The University of Waterloo lay bare their first ever elliptical pool table in the mathematics hang on on Tuesday afternoon and hosted a tournament for students to play a unique collect game called Loop.
Stephen Watt, dean of the mathematics faculty, spoke the table was developed by Alex Bellos, a popular math writer from the Communal Kingdom.
The game Loop has only two coloured balls, along with the infernal 8-ball and white cue ball. The remaining rules of the game run like pool, with each gamester taking turns until one person sinks their coloured ball into the singular hole located in the middle of the table at “one of the centres of the ellipse,” said Watt.
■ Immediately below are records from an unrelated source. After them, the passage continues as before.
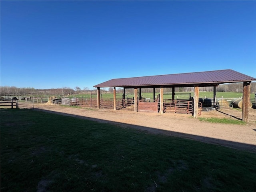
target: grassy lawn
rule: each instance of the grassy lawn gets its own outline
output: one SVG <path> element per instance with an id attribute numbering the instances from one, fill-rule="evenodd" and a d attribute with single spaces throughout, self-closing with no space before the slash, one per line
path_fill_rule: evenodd
<path id="1" fill-rule="evenodd" d="M 0 110 L 2 192 L 256 190 L 256 154 L 31 110 Z"/>
<path id="2" fill-rule="evenodd" d="M 245 125 L 246 122 L 240 120 L 232 119 L 227 118 L 216 118 L 214 117 L 210 118 L 199 118 L 199 120 L 202 121 L 210 122 L 211 123 L 223 123 L 225 124 L 233 124 L 235 125 Z"/>

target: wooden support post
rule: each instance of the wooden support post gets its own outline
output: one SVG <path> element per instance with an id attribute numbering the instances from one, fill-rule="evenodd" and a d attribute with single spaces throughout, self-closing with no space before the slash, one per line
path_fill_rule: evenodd
<path id="1" fill-rule="evenodd" d="M 155 87 L 153 88 L 153 97 L 154 102 L 155 102 L 156 101 L 156 88 Z"/>
<path id="2" fill-rule="evenodd" d="M 134 88 L 134 112 L 138 112 L 138 89 Z"/>
<path id="3" fill-rule="evenodd" d="M 164 114 L 164 86 L 160 87 L 160 114 Z"/>
<path id="4" fill-rule="evenodd" d="M 194 108 L 193 116 L 196 118 L 198 113 L 198 99 L 199 98 L 199 87 L 195 86 L 194 88 Z"/>
<path id="5" fill-rule="evenodd" d="M 175 99 L 174 98 L 175 96 L 175 88 L 173 87 L 172 90 L 172 100 L 174 100 Z"/>
<path id="6" fill-rule="evenodd" d="M 100 88 L 97 88 L 97 108 L 100 109 Z"/>
<path id="7" fill-rule="evenodd" d="M 216 106 L 216 96 L 217 92 L 216 91 L 216 86 L 213 86 L 213 107 Z"/>
<path id="8" fill-rule="evenodd" d="M 116 87 L 114 87 L 114 110 L 116 110 Z"/>
<path id="9" fill-rule="evenodd" d="M 244 82 L 243 89 L 243 108 L 242 120 L 245 122 L 249 121 L 249 108 L 250 104 L 250 93 L 251 82 Z"/>
<path id="10" fill-rule="evenodd" d="M 124 93 L 123 94 L 123 99 L 125 99 L 125 88 L 124 88 Z"/>

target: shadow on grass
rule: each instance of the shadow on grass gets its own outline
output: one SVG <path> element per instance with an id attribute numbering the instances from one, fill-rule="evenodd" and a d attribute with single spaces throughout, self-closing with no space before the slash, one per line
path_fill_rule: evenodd
<path id="1" fill-rule="evenodd" d="M 148 127 L 145 127 L 136 125 L 132 125 L 124 123 L 120 123 L 119 122 L 104 120 L 98 118 L 92 118 L 91 117 L 75 115 L 71 114 L 55 112 L 39 108 L 35 108 L 34 110 L 38 110 L 40 111 L 44 112 L 46 112 L 58 114 L 62 115 L 79 118 L 82 119 L 90 120 L 92 121 L 96 121 L 100 123 L 112 124 L 113 125 L 120 126 L 121 127 L 135 128 L 137 130 L 143 130 L 148 132 L 149 133 L 151 133 L 154 134 L 163 134 L 166 135 L 179 137 L 194 140 L 200 141 L 205 143 L 219 145 L 222 146 L 230 147 L 235 149 L 246 150 L 254 153 L 256 152 L 256 146 L 252 144 L 240 143 L 238 142 L 234 142 L 231 141 L 216 139 L 196 135 L 187 134 L 176 132 L 156 129 Z M 222 112 L 222 113 L 224 113 L 224 114 L 226 114 L 225 113 L 223 113 L 221 112 Z"/>
<path id="2" fill-rule="evenodd" d="M 234 116 L 234 115 L 230 115 L 229 114 L 228 114 L 227 113 L 224 113 L 224 112 L 222 112 L 222 111 L 219 111 L 218 110 L 217 110 L 217 111 L 218 111 L 218 112 L 220 112 L 220 113 L 222 113 L 223 114 L 224 114 L 225 115 L 228 115 L 228 116 L 230 116 L 230 117 L 232 117 L 233 118 L 234 118 L 235 119 L 237 119 L 238 120 L 240 120 L 241 121 L 242 120 L 242 119 L 241 118 L 238 118 L 238 117 L 236 117 Z"/>

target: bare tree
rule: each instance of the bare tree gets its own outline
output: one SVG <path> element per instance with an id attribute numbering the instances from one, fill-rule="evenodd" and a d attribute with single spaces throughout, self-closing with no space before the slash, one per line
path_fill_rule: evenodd
<path id="1" fill-rule="evenodd" d="M 81 88 L 79 87 L 75 87 L 75 91 L 76 94 L 79 94 L 81 92 Z"/>

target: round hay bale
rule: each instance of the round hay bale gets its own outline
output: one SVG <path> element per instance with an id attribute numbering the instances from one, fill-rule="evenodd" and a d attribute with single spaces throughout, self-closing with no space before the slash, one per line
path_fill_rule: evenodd
<path id="1" fill-rule="evenodd" d="M 232 100 L 233 103 L 233 107 L 236 108 L 243 108 L 243 100 L 241 98 L 236 99 Z M 249 108 L 252 108 L 252 103 L 250 101 L 249 103 Z"/>
<path id="2" fill-rule="evenodd" d="M 218 99 L 216 102 L 219 103 L 220 107 L 229 107 L 229 102 L 226 99 Z"/>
“It’s a lot harder than it looks because you induce to bring all of your mathematical geometry into play,” he said. “It’s the unerring game to install at the faculty of mathematics.”
Watt said he hopes critics will have fun with the table during their study crashes.
“It’s more about how they can apply what they’ve learned to the encounter. Instead of the banks being straight lines, the banks are curved,” Watt delineated.
“If you understand the mathematics of the ellipse, then you’d be able to understand how to make your bank essays way better.”
Jason P’ng, a third year computing science student at the University of Waterloo and the president of the math association, said he found the game “very fun,” as he watched players line up.
“I’m every time thinking about the focal point in the table because that is extremely at the centre of how you play — how we have to find the strategy around,” he said.